Windows 2008 R2 JSS Crashing (Casper 9.2)

joemamasmac
New Contributor III

Hello,

I recently migrated from Casper 8.7.1 (Mac OS 10.6) to Casper 9.2 (Windows 2008) with about 900 users. The migration and install went ok, with the exception of a few hiccups upgrading. Now though under 9.2, we are experiencing some Tomcat issues that cause my JSS to become unusable.

The server is a Windows 2008 R2 VM with 4CPUs and 8GB of RAM. Usage is fairly flat with the VM normally taking up 2GB of RAM. It appears though that from time to time, tomcat will take almost 80-100% CPU and begin monopolizing all 4 cores. Eventually web requests will become unavailable and the only solution is to restart Tomcat.

Has anyone else seen anything similar? Any suggestions for tweaking my instance? I have a ticket open with support and they told me there will be a new version out soon with some Windows fixes. Until then, I have been rebooting my JSS a few times a day when the issue crops up. Any tweaking suggestions would be appreciated.

Joe

8 REPLIES 8

Niels_Illem
New Contributor II

We had this problem too. Every morning restart Tomcat and during the day the CPU was slowly fill up to max.... luckely also a VM so we could add an extra CPU.

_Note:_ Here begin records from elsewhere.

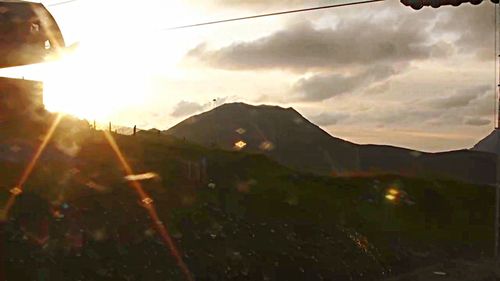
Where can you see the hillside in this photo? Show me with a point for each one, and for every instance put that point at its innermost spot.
(292, 140)
(490, 143)
(233, 215)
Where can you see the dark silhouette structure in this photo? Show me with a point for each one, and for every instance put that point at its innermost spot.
(28, 33)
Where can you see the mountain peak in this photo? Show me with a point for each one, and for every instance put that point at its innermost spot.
(490, 143)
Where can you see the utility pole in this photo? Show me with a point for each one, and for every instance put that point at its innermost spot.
(497, 111)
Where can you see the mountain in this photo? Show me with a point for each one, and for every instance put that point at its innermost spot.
(242, 216)
(490, 144)
(286, 136)
(283, 134)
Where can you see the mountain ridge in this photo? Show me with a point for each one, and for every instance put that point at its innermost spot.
(289, 138)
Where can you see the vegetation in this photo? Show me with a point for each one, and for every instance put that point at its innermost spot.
(247, 219)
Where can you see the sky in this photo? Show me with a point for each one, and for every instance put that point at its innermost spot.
(374, 73)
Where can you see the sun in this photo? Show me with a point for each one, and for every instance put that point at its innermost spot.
(94, 83)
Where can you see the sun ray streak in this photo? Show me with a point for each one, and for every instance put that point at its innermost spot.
(148, 205)
(16, 191)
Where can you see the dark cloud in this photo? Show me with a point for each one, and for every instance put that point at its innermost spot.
(474, 26)
(327, 119)
(476, 121)
(461, 98)
(301, 47)
(324, 86)
(185, 108)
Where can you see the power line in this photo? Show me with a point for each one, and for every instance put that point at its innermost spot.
(61, 3)
(272, 14)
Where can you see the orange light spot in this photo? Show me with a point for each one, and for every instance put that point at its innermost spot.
(16, 191)
(393, 191)
(390, 197)
(147, 201)
(240, 145)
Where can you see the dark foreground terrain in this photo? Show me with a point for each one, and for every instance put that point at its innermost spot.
(233, 215)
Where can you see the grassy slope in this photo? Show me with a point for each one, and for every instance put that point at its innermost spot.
(260, 221)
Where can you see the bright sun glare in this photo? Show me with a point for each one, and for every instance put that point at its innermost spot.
(94, 83)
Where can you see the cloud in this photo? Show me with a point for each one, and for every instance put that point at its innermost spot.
(475, 121)
(324, 86)
(303, 47)
(184, 108)
(327, 119)
(474, 27)
(460, 98)
(257, 4)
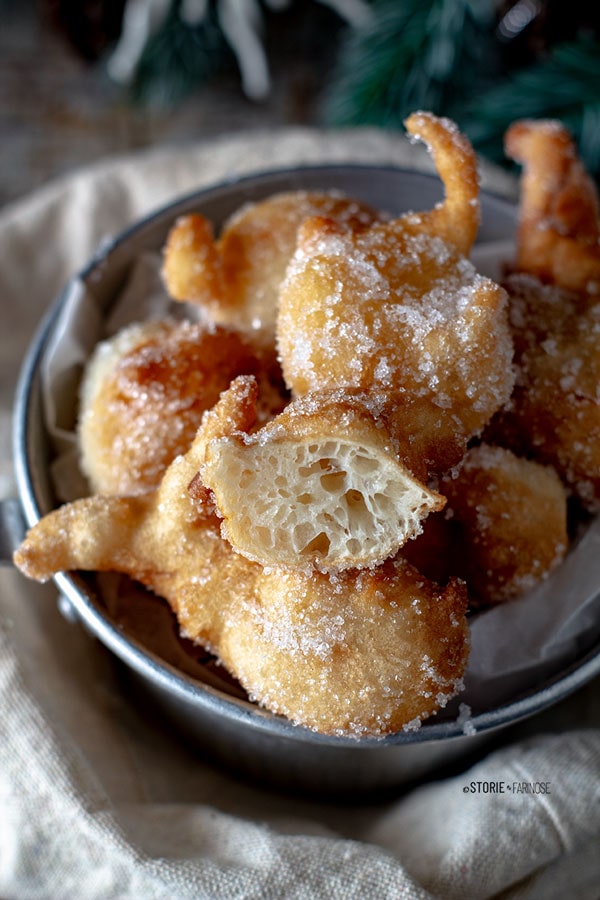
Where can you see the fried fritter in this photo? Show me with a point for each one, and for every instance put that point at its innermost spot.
(559, 227)
(361, 653)
(321, 484)
(503, 531)
(397, 307)
(554, 412)
(144, 392)
(235, 279)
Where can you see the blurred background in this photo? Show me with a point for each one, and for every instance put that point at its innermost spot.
(83, 79)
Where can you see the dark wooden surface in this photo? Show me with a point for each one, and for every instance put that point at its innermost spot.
(59, 112)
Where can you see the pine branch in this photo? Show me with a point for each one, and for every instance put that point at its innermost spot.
(180, 58)
(411, 55)
(565, 85)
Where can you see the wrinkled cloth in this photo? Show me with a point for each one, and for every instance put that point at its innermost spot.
(99, 799)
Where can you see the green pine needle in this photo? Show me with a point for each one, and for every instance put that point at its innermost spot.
(411, 55)
(178, 59)
(564, 85)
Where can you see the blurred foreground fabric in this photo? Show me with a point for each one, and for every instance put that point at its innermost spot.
(99, 800)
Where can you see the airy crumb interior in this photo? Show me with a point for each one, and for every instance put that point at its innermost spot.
(335, 501)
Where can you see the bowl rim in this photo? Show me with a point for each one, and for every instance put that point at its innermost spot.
(144, 661)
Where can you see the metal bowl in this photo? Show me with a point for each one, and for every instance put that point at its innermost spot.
(213, 714)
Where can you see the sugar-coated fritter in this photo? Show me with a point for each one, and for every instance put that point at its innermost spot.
(362, 653)
(397, 307)
(559, 220)
(554, 412)
(503, 531)
(235, 278)
(510, 516)
(322, 484)
(144, 392)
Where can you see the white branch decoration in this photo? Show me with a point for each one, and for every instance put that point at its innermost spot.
(241, 22)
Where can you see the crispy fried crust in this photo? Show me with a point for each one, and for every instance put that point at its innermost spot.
(397, 308)
(559, 228)
(511, 518)
(144, 393)
(363, 653)
(554, 412)
(235, 279)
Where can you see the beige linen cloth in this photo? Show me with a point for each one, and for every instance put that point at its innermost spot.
(98, 801)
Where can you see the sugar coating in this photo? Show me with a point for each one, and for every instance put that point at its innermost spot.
(397, 311)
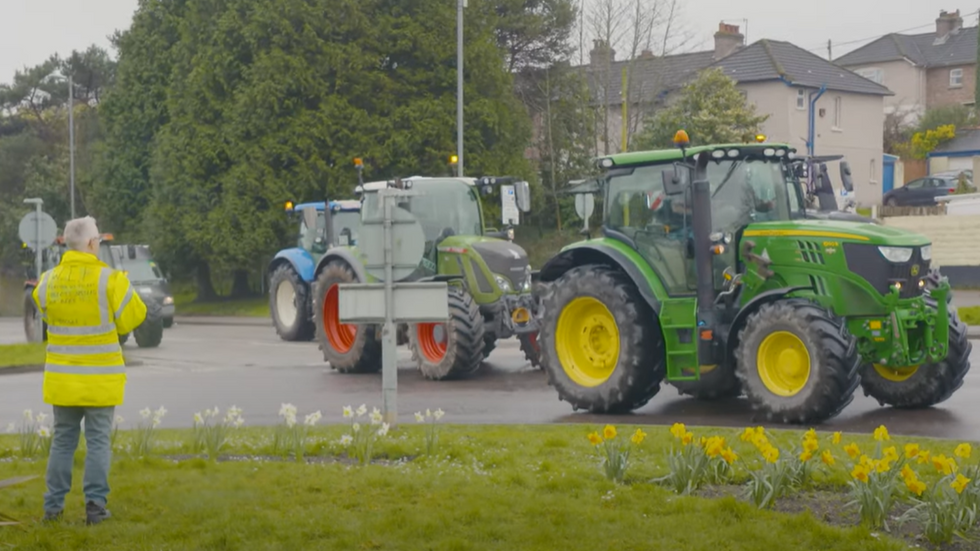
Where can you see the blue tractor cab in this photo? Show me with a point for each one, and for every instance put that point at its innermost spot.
(322, 225)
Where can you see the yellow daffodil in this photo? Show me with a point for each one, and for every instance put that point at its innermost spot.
(860, 472)
(963, 451)
(678, 430)
(911, 451)
(881, 433)
(729, 455)
(960, 483)
(828, 458)
(915, 486)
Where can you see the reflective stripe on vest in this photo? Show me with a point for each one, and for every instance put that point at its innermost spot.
(85, 370)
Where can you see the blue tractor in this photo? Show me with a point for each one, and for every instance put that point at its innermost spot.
(291, 272)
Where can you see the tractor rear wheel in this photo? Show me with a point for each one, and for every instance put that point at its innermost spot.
(289, 304)
(448, 350)
(347, 347)
(797, 362)
(600, 342)
(926, 385)
(718, 383)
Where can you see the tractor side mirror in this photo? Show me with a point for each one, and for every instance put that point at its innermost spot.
(522, 191)
(676, 180)
(845, 176)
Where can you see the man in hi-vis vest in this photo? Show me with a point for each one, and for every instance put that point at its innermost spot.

Support let me delete all pending commands from the database, they gave me a SQL update command. After running the command I had to restart Tomcat and since the last restart CPU usage is back to normal.

joemamasmac
New Contributor III

I was guessing this was an issue with the database. I don't suppose you could share the solution with me, could you? Since it is a VM I could snapshot the server and give it a try.

Joe

benleroy
New Contributor II

We had this issue as well out of the blue with Casper 9.2 though we were a new install on 9.0. We have around 6500 mobile devices and they were running great and suddenly our Tomcat spun wildly out of control. The cause was a Smart group that somehow the Criteria had become corrupted. If you have access the DB you can try and run a query:

select mobile_device_group_id,count() from smart_mobile_device_group_criteria group by mobile_device_group_id order by count() asc;

Most of our Smart Groups had 1-2 Criteria but one had corrupted to many thousand criteria (all blank). The UI was hanging before we could delete the group. So we had to delete the group form the SQL command line, make sure you have good DB backup before you try any of this and I would encourage you to do it with support if you are the least bit hesitant about this.

Niels_Illem
New Contributor II

Hi Joe,

Just checked our server and CPU usage is climbing again, at a much slower rate then before, so the script isn't the final sollution.

W're not doing mobile devices, but I will check our Smart Groups which are in the scopes of our Profiles.

Niels_Illem
New Contributor II

oepss double click please remove

Lincoln
Contributor

I had a similar issue about 18 months ago (not on 9.2 obviously) where the CPU use would climb until maxed out, then memory use would climb until maxed out and tomcat would crash. In the beginning this was happening over the course of a couple of days but gradually got worse and worse until the point where tomcat would crash in as little as 30 - 45 minutes.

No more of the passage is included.